Halliburton Co., the world’s largest fracking services provider, said it had a third-quarter loss as the volatile North American oil market continued to tumble.
The company reported a loss of $54 million, or 6 cents a share, compared with net income of $1.2 billion, or $1.41, a year earlier, the Houston-based company said in a statement Monday on Businesswire. Excluding certain items, the per-share result was 4 cents more than the 27-cent average of 34 analysts’ estimates compiled by Bloomberg. Sales dropped 36 percent to $5.6 billion.
“It was a challenging period,” Luke Lemoine, an analyst at Capital One Southcoast in New Orleans who rates the shares the equivalent of a buy and owns none, said in a phone interview before the results were released. “Most people at the beginning of the quarter were expecting things to level off. Well, they continued to more or less crash.”
Oil has swung between a bear and a bull market in North America this year as the drilling rig count slid. Explorers have cut more than $100 billion from global spending plans for the year after crude prices fell by more than half since June 2014.

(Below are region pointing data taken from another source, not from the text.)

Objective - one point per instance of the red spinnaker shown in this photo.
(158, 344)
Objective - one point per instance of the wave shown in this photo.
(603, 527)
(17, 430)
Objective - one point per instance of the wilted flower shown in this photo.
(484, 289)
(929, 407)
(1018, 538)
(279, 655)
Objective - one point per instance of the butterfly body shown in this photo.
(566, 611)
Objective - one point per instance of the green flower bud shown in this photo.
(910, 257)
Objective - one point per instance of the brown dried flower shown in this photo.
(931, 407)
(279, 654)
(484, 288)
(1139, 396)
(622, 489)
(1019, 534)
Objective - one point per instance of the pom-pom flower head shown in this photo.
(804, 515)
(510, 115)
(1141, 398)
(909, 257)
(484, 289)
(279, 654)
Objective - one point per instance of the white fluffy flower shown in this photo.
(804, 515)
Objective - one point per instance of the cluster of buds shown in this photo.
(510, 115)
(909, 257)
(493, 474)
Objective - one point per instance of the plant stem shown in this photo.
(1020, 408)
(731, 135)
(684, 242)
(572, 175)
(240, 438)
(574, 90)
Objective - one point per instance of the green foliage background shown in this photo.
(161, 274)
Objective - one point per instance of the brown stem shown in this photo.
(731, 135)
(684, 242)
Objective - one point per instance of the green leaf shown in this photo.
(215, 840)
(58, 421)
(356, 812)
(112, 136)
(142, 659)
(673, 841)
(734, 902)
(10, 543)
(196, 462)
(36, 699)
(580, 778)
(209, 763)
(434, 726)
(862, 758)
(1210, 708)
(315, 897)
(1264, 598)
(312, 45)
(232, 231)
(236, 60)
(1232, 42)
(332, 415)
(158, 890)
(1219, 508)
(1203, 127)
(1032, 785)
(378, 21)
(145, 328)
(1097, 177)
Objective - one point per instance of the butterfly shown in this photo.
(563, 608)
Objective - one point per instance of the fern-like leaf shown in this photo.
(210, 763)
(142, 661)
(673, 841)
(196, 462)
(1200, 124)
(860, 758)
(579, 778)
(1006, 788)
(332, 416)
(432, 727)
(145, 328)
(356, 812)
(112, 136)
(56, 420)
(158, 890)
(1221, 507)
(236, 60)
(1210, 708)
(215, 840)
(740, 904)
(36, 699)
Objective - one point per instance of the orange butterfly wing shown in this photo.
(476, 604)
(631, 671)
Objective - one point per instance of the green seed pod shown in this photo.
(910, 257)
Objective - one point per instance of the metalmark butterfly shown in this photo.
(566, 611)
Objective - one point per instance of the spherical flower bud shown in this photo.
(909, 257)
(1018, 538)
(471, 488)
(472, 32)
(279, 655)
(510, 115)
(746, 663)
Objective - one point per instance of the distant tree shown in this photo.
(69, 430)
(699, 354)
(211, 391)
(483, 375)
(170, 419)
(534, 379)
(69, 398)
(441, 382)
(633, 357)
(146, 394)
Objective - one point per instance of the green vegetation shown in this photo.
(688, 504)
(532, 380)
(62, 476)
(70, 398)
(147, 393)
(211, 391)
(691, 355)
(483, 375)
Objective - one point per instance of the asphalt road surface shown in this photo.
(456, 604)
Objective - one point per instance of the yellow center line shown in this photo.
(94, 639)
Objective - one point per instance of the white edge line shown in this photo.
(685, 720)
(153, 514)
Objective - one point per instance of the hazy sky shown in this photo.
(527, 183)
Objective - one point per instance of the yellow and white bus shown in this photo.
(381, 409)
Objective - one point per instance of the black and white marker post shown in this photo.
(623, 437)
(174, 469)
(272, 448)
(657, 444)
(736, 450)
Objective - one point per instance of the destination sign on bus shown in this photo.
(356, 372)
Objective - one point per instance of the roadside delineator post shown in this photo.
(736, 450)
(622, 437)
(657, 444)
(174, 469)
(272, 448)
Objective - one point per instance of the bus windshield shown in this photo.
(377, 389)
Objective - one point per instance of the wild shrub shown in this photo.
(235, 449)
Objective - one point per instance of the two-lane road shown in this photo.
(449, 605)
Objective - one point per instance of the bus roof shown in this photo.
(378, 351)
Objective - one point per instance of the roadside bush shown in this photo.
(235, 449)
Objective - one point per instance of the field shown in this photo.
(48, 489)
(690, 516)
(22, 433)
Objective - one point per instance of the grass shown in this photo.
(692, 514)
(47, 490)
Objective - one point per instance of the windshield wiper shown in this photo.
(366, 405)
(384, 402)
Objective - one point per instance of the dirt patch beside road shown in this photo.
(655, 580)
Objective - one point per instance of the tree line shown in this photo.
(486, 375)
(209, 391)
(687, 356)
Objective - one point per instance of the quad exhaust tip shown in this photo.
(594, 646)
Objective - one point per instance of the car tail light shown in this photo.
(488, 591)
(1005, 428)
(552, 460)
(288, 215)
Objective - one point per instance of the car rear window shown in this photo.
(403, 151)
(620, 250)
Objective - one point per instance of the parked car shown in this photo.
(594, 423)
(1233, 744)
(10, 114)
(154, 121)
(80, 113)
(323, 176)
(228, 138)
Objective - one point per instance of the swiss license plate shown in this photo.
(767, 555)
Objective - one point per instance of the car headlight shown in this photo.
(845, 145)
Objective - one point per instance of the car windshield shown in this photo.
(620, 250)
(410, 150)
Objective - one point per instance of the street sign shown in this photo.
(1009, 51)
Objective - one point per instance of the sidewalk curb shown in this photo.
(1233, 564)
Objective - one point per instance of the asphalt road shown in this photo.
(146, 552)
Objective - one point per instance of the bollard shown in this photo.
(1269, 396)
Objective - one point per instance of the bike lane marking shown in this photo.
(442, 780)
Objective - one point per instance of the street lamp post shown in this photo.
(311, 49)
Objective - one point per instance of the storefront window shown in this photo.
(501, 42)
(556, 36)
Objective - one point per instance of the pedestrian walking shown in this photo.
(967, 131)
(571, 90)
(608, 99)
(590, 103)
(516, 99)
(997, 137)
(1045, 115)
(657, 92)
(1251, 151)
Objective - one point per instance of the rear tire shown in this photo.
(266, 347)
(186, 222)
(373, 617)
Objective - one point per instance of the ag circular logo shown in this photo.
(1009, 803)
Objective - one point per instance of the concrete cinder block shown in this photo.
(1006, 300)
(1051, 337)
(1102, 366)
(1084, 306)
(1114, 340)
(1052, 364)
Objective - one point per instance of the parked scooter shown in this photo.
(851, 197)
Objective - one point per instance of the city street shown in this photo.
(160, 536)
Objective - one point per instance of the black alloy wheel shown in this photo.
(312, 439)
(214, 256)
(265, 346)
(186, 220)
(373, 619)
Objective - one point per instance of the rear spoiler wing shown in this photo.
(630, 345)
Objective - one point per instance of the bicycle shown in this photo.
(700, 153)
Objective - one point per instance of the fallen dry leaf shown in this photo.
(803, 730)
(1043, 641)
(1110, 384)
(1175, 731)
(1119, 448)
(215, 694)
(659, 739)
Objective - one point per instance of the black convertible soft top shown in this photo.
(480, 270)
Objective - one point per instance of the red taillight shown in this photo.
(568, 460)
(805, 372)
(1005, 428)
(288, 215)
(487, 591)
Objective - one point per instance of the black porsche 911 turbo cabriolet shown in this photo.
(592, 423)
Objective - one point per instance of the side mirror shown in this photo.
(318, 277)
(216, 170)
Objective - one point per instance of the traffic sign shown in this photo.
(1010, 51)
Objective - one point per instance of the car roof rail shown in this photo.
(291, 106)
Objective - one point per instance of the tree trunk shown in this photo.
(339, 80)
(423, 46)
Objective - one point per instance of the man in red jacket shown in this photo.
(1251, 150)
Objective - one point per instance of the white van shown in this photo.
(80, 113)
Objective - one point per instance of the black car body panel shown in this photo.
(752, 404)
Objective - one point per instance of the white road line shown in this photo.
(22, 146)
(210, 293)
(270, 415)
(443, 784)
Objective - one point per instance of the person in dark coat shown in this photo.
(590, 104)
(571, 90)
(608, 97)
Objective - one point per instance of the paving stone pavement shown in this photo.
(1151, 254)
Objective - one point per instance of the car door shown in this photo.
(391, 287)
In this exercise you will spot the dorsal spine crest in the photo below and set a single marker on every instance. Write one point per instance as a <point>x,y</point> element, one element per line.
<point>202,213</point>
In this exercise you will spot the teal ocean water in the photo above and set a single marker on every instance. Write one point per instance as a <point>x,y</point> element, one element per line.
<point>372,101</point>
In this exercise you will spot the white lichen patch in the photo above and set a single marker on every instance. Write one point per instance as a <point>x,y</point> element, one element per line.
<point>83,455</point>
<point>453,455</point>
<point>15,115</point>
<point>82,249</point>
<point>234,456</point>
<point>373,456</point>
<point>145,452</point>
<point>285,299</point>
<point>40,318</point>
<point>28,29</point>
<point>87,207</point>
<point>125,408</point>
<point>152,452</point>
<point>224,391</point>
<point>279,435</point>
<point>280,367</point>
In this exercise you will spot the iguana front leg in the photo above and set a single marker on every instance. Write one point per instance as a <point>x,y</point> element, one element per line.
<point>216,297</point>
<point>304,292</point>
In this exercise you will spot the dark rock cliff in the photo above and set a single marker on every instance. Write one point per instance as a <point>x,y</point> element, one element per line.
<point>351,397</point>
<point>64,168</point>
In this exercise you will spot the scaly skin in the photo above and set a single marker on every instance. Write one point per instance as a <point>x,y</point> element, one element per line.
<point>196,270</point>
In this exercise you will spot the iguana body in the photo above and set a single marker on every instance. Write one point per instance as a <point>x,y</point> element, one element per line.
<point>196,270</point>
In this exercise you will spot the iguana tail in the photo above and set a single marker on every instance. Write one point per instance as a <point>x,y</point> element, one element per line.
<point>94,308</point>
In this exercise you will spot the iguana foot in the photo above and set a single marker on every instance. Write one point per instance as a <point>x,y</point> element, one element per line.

Schlumberger Ltd. predicted last week that it will be 2017 before the industry recovers from the worst oil market rout in decades.
“The market is underestimating how long this period is going to take,” Paal Kibsgaard, Schlumberger’s chief executive officer, said on a conference call with analysts and investors after the world’s largest oilfield services provider reported a 49 percent drop in third-quarter profit.
To survive the downturn and better compete with its largest rival, Halliburton, the second-largest oilfield services provider, is looking to sell assets to win regulatory approval for its acquisition of No. 3 Baker Hughes Inc., a deal valued at $34.6 billion when it was announced in November 2014.
Halliburton took one-time charges of $319 million after taxes in the quarter related to the lower value of its assets due to the oil market downturn and costs related to the Baker Hughes deal.
Prices that service companies charge for hydraulic fracturing, which blasts water, sand and chemicals underground to release trapped hydrocarbons, are projected to fall as much as 37 percent in North America this year, according to IHS Inc.